Anonymity comes for us all soon enough, but it has encroached with mystifying speed upon the French writer Hervé Guibert, who died at 36 in 1991. His work has been strangely neglected in the Anglophone world, never mind its innovation and historical importance, its breathtaking indiscretion, tenderness and gore. How can an artist so original, so thrillingly indifferent to convention and the tyranny of good taste -- let alone one so prescient -- remain untranslated and unread? -- Parul Sehgal, New York Times Book Review
by Herve Guibert
A novel that describes, with devastating, darkly comic clarity, its narrator's experience of being diagnosed with AIDS. First published by Gallimard in 1990, To the Friend Who Did Not Save My Life describes, with devastating, darkly comic clarity, its narrator's experience of being diagnosed with AIDS. Guibert chronicles three months in the penultimate year of the narrator's life as, in the wake of his friend Muzil's death, he goes from one quack doctor to another, describing the progression of the disease and recording the reactions of his many friends.

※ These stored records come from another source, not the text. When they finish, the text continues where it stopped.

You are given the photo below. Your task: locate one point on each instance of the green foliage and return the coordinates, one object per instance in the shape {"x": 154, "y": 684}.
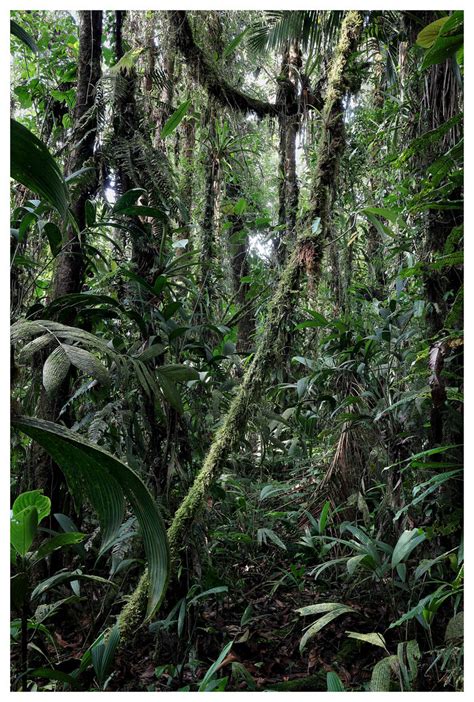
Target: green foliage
{"x": 34, "y": 167}
{"x": 105, "y": 480}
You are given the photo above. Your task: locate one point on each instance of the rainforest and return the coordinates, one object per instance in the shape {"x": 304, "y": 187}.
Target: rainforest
{"x": 236, "y": 346}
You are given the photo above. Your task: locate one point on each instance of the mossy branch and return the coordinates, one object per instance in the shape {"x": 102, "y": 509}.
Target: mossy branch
{"x": 307, "y": 256}
{"x": 205, "y": 73}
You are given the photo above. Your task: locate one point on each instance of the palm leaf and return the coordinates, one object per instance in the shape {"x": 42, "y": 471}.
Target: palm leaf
{"x": 104, "y": 479}
{"x": 23, "y": 36}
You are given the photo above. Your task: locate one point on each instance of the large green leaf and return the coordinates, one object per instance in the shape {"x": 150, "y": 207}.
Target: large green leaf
{"x": 405, "y": 545}
{"x": 34, "y": 167}
{"x": 23, "y": 36}
{"x": 175, "y": 119}
{"x": 427, "y": 37}
{"x": 33, "y": 498}
{"x": 23, "y": 526}
{"x": 104, "y": 479}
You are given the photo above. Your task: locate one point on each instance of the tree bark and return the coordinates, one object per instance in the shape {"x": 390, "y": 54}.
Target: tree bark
{"x": 68, "y": 277}
{"x": 306, "y": 256}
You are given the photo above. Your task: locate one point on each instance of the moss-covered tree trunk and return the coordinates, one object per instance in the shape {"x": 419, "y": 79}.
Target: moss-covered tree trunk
{"x": 239, "y": 264}
{"x": 289, "y": 119}
{"x": 305, "y": 257}
{"x": 69, "y": 273}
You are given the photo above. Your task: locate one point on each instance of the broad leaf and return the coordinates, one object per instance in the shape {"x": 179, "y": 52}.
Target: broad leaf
{"x": 175, "y": 119}
{"x": 33, "y": 498}
{"x": 23, "y": 36}
{"x": 34, "y": 167}
{"x": 105, "y": 479}
{"x": 55, "y": 370}
{"x": 23, "y": 527}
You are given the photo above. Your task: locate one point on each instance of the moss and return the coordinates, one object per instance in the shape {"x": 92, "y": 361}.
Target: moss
{"x": 307, "y": 255}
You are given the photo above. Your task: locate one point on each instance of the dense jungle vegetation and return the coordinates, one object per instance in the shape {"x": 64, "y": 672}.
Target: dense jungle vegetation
{"x": 236, "y": 350}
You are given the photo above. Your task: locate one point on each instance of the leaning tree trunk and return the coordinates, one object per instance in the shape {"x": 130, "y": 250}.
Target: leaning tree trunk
{"x": 68, "y": 277}
{"x": 70, "y": 270}
{"x": 289, "y": 119}
{"x": 306, "y": 255}
{"x": 239, "y": 264}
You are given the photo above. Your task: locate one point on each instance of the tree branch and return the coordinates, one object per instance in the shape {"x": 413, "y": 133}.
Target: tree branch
{"x": 205, "y": 73}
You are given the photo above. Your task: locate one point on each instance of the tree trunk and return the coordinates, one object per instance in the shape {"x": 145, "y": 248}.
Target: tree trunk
{"x": 68, "y": 277}
{"x": 307, "y": 256}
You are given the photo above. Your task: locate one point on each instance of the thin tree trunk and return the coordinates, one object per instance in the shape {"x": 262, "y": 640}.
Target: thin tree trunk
{"x": 68, "y": 277}
{"x": 306, "y": 255}
{"x": 289, "y": 119}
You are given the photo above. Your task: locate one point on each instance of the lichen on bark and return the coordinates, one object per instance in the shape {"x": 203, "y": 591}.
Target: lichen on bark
{"x": 306, "y": 256}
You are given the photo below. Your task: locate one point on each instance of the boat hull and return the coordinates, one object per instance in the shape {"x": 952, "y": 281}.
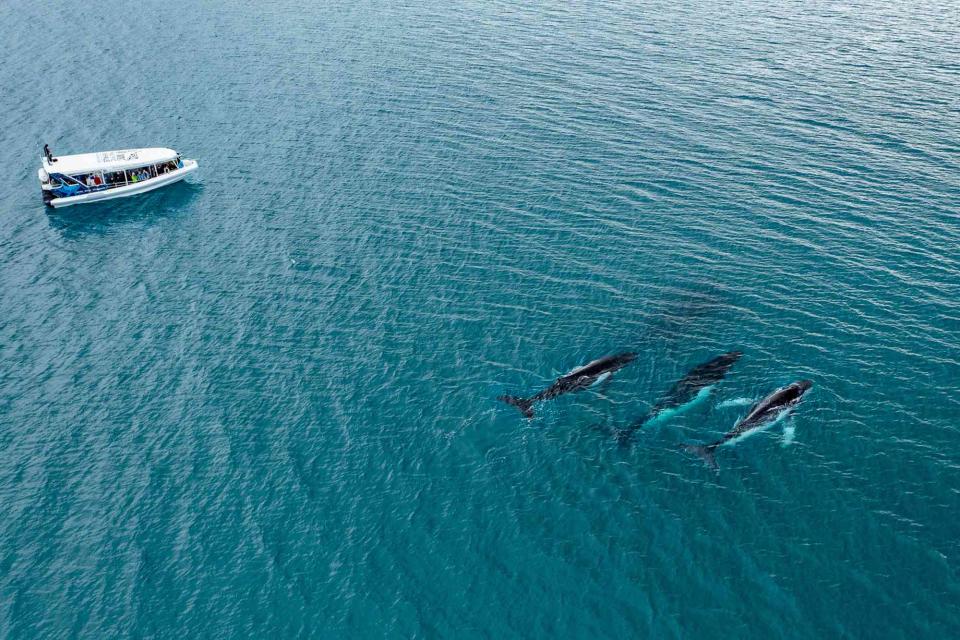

The novel scandalized the French media, which quickly identified Muzil as Guibert's close friend Michel Foucault. To the Friend became a bestseller, and Guibert a celebrity. Guibert continued to document the daily experiences of his body in a series of novels and diaries, mostly published posthumously. To the Friend has since attained a cult following for its intimate and candid tone, its fragmented and slippery form. As Edmund White observed, "[Guibert's] very taste for the grotesque, this compulsion to offend, finally affords him the necessary rhetorical panache to convey the full, exhilarating horror of his predicament." In his struggle to piece together a language suited to his suffering, Hervé Guibert catapulted himself into notoriety and sealed his reputation for uncompromising, transgressive prose.
About the Author:
Hervé Guibert (1955-1991) was a writer, a photography critic for Le Monde, a photographer, and a filmmaker. In 1984 he and Patrice Chereau were awarded a César for best screenplay for L'Homme Blessé. Shortly before his death from AIDS, he completed La Pudeur ou L'impudeur, a video work that chronicles the last days of his life.